With his invitation to Putin, the president again appeared in tune with the Russian president, who, in a foreign policy speech to Russian ambassadors, appeared to be channeling the views of his American counterpart.

“We see that there are forces in the United States that can easily sacrifice Russian-U.S. relations for the sake of their own ambitions,” Putin said. “Let’s see how the events develop, especially considering that certain forces are trying to disavow the results of the meeting in Helsinki.”

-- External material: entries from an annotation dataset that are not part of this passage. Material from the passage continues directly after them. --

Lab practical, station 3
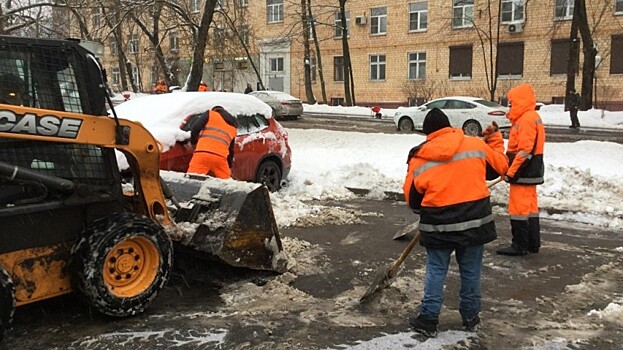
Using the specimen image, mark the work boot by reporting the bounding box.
[463,315,480,332]
[409,315,439,338]
[495,244,528,256]
[528,216,541,253]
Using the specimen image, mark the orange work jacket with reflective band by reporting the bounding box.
[403,127,508,249]
[506,84,545,185]
[195,111,237,158]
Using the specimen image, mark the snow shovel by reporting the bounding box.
[392,177,504,240]
[359,230,422,303]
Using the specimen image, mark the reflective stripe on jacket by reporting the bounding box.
[506,84,545,185]
[403,128,508,248]
[195,110,238,158]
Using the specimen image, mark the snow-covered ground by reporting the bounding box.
[105,94,623,349]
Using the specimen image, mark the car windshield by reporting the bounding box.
[474,100,504,108]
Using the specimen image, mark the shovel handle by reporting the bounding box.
[387,232,422,278]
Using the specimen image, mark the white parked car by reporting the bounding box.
[394,96,511,136]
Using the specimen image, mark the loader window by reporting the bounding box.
[0,139,120,191]
[0,39,95,114]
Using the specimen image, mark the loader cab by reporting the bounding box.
[0,36,106,115]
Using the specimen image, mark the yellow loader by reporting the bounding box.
[0,36,287,338]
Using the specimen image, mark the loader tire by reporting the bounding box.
[0,266,15,341]
[255,160,281,192]
[71,213,173,317]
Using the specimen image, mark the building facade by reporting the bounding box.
[77,0,623,109]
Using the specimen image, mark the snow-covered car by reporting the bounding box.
[249,90,303,119]
[115,91,292,191]
[394,96,511,136]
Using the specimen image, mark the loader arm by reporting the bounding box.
[0,104,174,226]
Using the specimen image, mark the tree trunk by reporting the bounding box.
[307,0,327,104]
[301,0,316,104]
[184,0,217,91]
[574,0,597,111]
[340,0,353,106]
[565,0,580,113]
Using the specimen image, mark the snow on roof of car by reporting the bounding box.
[108,91,272,151]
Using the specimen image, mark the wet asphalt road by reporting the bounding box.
[286,114,623,143]
[0,198,623,349]
[0,117,623,350]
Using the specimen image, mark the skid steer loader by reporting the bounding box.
[0,36,287,338]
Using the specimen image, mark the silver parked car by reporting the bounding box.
[249,90,303,119]
[394,96,511,136]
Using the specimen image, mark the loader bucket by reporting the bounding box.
[161,172,287,273]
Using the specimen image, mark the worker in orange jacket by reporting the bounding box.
[403,108,508,337]
[497,84,545,256]
[197,80,210,91]
[187,106,238,179]
[154,79,169,94]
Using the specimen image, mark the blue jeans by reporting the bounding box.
[420,244,484,320]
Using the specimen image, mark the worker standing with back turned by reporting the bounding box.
[403,108,508,337]
[187,106,238,179]
[497,84,545,256]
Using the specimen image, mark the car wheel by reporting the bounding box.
[463,119,482,136]
[0,266,15,341]
[255,160,281,192]
[398,117,414,132]
[70,213,173,317]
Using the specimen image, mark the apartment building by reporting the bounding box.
[78,0,623,109]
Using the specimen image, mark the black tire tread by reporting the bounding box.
[70,213,173,317]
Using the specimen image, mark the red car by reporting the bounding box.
[115,92,292,191]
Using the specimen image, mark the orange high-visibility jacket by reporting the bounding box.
[403,127,508,248]
[195,110,238,158]
[506,84,545,185]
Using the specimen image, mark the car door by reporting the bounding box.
[232,114,271,181]
[411,100,446,130]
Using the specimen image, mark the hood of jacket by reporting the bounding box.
[507,84,536,123]
[417,127,465,162]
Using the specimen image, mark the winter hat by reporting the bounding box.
[422,108,450,135]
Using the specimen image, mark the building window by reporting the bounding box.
[497,41,524,78]
[610,35,623,74]
[112,68,121,85]
[370,55,385,80]
[549,39,579,75]
[502,0,524,23]
[214,28,225,47]
[110,37,117,55]
[409,52,426,80]
[91,7,102,29]
[238,25,249,45]
[268,57,283,72]
[169,31,180,52]
[333,56,344,81]
[554,0,574,19]
[309,56,316,83]
[409,1,428,32]
[450,45,473,80]
[335,11,350,38]
[128,34,138,53]
[132,66,139,86]
[331,97,344,106]
[190,0,201,12]
[370,7,387,34]
[266,0,283,23]
[452,0,474,28]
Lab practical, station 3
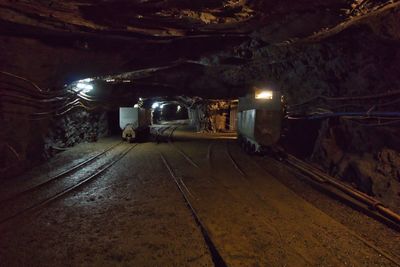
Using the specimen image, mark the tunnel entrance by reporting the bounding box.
[281,120,323,159]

The shared desire of the two leaders for a closer relationship will almost certainly continue to create obstacles for Trump’s defenders in Congress, who largely expect a harsher stance from the Trump administration — if not the president himself — on Russia.

After Helsinki, Rep. Tom Cole, R-Okla., was among those who pointed out that the president had made a misstep. In an interview Thursday, Cole noted the difference between Trump’s words and his administration’s policies, and suggested there would only be sweeping concern if those policies changed.

“I separate administration policy, which has actually been pretty tough on the Russians, and presidential sentiment,” Cole said. “I think the policy is going to stay tough.”